See the diagram below: - The figure is easy to make when you know that in this kind of configuration, the sum of the areas of the two semicircles is always equal to half the area of the circle.

• Let us find $x_K$ , $y_K$ and $r$ . Altough, only $y_K$ is relevant here.
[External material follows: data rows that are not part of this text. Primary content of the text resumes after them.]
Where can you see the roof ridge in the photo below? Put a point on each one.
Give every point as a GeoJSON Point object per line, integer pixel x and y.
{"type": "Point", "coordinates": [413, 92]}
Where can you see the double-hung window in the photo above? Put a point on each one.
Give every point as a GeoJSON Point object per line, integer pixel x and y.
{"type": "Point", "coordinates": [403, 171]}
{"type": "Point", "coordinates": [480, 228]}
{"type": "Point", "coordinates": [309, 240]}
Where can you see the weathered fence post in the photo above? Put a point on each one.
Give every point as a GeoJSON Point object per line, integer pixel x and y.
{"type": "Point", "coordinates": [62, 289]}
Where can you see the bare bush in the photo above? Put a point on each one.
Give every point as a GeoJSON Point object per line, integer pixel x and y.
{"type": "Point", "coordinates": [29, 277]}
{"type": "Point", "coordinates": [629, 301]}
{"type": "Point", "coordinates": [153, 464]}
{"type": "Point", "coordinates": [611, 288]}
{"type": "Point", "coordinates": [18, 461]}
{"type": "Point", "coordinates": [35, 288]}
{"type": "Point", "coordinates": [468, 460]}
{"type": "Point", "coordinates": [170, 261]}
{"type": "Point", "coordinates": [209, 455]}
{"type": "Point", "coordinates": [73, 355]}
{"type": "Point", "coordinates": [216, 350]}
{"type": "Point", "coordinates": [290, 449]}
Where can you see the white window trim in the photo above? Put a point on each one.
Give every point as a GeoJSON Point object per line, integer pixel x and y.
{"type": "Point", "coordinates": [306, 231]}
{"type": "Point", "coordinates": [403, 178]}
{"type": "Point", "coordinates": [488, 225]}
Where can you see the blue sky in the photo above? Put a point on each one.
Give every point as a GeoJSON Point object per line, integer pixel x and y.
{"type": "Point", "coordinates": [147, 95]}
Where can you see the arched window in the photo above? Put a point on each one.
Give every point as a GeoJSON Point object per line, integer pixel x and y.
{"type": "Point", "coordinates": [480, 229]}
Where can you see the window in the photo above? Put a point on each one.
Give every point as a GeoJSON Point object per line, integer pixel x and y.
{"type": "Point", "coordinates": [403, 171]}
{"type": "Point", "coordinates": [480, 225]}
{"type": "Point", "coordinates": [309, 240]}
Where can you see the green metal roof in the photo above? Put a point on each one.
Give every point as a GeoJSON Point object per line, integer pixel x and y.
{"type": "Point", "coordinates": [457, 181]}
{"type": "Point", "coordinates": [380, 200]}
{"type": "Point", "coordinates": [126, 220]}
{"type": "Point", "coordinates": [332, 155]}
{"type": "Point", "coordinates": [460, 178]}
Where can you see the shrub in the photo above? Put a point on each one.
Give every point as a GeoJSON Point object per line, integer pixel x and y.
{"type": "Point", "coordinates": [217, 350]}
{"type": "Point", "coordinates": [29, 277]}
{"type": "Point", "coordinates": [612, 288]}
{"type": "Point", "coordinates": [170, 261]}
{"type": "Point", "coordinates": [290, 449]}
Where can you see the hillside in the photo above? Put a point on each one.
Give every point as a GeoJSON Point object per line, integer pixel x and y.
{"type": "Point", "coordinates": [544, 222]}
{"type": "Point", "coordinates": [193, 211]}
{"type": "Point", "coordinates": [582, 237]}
• We use the pythagorean theorem to write three equations:

• $\begin{cases}\left(a+r\right)^2=\left(x_K+\sqrt{1-a^2}\right)^2+y_K^2\\\left(\sqrt{1-a^2}+r\right)^2=\left(x_K-a\right)^2+y_K^2\\\left(1-r\right)^2=x_K^2+y_K^2\end{cases}$

• $\begin{cases}x_K=\frac{1}{2}\left(-1+a+2a^2-\sqrt{1-a^2}\right)\\y_K=\sqrt{2}a\sqrt{-a^2+1}\\r=\frac{1}{2}\left(1-a-\sqrt{1-a^2}+2a\sqrt{1-a^2}\right)\end{cases}$

• Now we can evaluate the area of the quadrilateral which is equal to: $KE\cdot AH=\sqrt{2}\sqrt{-a^2\left(-1+a^2\right)}\left(a+\sqrt{1-a^2}\right)$

• We can solve $\sqrt{2}\sqrt{-a^2\left(-1+a^2\right)}\left(a+\sqrt{1-a^2}\right)=\dfrac{84\sqrt{2}}{125}$ and we find $a=\frac{3}{5}$ or $a=\frac{4}{5}$ which does not matter for the final result, both values will work.

• If $a=\frac{3}{5}$ , then $\sqrt{1-a^2}=\frac{4}{5})$ and the ratio of the largest to the smallest radius is equal to $\frac{4}{3}$

• Finally $3+4=7$